5 Magmatic Ni-Cu-Co-PGE ores (Assoc. Prof. J.F. Menuge)
Lecture and seminar focusing on magmatic processes leading to sulphide mineralization in the Sudbury and Noril’sk District intrusions, including sulphide liquid PGE enrichment and sulphide enrichment processes; practical on description and interpretation of Ni-Cu ores of Sudbury, Ontario in polished thin section.

6 If possible under Covid-19 restrictions, field class to Boliden Tara Mines
This one-day class is led by Tara Mines geological and mineral processing staff, accompanied by Assoc. Prof. Julian Menuge, and consists of:
1. An introductory lecture on the discovery of the deposit, its geological setting and an overview of the mine.
2. A visit to several underground localities that illustrate types of ore and host rocks, as well as some of the mining practices.
3. A visit to the mill, to see the various crushing, grinding, flotation and other processes involved in producing zinc and lead concentrates for export.
4. Brief examination of drill core recently extracted during mineral exploration in and around the mine.

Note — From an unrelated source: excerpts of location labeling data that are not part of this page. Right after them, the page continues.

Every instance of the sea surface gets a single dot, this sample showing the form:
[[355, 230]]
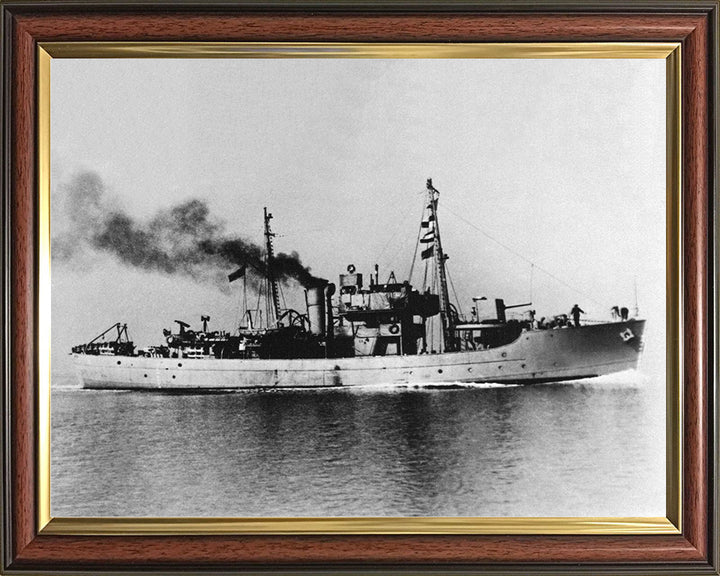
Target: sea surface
[[589, 448]]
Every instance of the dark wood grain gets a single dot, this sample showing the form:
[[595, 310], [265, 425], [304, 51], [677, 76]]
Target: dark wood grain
[[696, 190], [689, 551], [360, 28], [23, 292]]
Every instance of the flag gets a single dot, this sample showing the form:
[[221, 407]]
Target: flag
[[239, 273]]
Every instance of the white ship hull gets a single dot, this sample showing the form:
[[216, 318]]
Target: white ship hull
[[536, 356]]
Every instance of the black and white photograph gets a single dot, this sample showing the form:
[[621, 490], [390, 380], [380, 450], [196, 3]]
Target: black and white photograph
[[358, 287]]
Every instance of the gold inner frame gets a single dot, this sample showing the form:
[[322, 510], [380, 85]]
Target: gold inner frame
[[671, 524]]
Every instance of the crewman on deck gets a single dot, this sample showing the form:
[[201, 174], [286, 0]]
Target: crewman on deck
[[575, 312]]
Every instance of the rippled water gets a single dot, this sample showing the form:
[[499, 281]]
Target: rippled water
[[591, 448]]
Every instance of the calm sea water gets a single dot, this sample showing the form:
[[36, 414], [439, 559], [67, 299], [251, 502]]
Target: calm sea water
[[590, 448]]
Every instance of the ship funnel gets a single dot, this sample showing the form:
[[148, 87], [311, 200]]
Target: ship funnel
[[316, 308]]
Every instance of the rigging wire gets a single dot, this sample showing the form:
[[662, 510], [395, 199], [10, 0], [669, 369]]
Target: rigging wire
[[417, 245], [524, 258]]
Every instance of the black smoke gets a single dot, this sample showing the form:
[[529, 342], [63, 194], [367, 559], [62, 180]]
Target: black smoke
[[184, 239]]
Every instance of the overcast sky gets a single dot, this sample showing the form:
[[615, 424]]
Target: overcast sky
[[561, 161]]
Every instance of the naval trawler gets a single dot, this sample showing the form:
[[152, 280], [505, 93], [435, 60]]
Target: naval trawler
[[365, 335]]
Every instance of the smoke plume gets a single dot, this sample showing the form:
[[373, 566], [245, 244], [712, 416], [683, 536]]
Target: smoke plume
[[184, 239]]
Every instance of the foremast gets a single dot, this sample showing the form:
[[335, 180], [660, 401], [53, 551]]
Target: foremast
[[440, 258], [271, 280]]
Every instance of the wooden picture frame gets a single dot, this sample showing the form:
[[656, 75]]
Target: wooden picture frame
[[30, 547]]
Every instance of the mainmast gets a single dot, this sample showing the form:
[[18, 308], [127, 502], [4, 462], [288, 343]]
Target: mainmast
[[442, 274], [272, 282]]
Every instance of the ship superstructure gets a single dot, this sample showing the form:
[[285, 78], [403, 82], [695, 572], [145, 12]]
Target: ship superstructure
[[365, 332]]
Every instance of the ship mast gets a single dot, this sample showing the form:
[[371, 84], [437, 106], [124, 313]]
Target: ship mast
[[442, 274], [272, 282]]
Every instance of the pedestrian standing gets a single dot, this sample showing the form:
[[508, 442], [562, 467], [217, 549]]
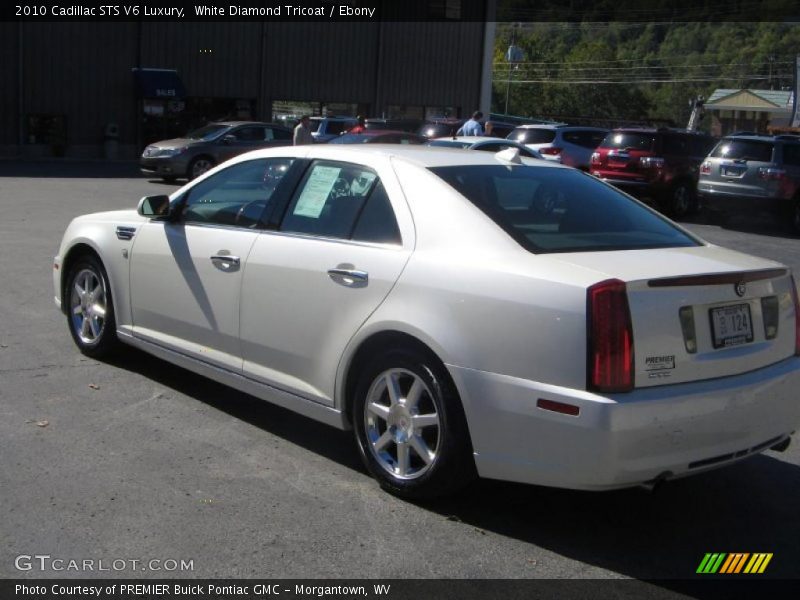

Or, if the Tara Mines field class is not possible, we will have a 4-hour session on the platinum group element ores of the Bushveld Complex, South Africa,.

Student Effort Hours: 
Student Effort Type Hours
Lectures

11

Seminar (or Webinar)

8

Practical

25

Field Trip/External Visits

7

Specified Learning Activities

22

Autonomous Student Learning

27

Total

100

Approaches to Teaching and Learning:
Students will learn through a range of methods designed to reinforce each other. These include a series of lectures, seminars and practical classes, the last examining rock hand specimens and thin sections as evidence of petrogenetic and metallogenetic processes. Lectures and research publications will form the basis for student-led seminars and for students' written summaries of research. As far as is allowed by Covid-19 regulations, classes will be given face to face, but some may have to be provided online. 
Requirements, Exclusions and Recommendations

Not applicable to this module.


Module Requisites and Incompatibles
Pre-requisite:
GEOL30240 - Igneous Petrology, GEOL30380 - Geomaterials and Geoenergy

Incompatibles:
GEOL40280 - Petrology & Ore Geology


 
Assessment Strategy  
Description Timing Open Book Exam Component Scale Must Pass Component % of Final Grade
Continuous Assessment: Continuous assessment of practical work. Throughout the Trimester n/a Standard conversion grade scale 40% No

25

Examination: Two-hour written exam. Week 12 No Standard conversion grade scale 40% No

50

Examination: Two-hour practical exam on igneous and ore geology. Week 11 No Standard conversion grade scale 40% No

25


Carry forward of passed components
Yes
 
Resit In Terminal Exam
Spring Yes - 2 Hour
Please see Student Jargon Buster for more information about remediation types and timing. 
Feedback Strategy/Strategies

• Feedback individually to students, on an activity or draft prior to summative assessment
• Feedback individually to students, post-assessment
• Group/class feedback, post-assessment

How will my Feedback be Delivered?

Students will receive individual written feedback on work that has been graded for continuous assessment, supplemented by oral feedback to the whole class, and this will also act as feedback prior to the end of trimester practical exam. Discussion with individual students and the whole class during seminars and practical classes will include feedback given prior to assessment.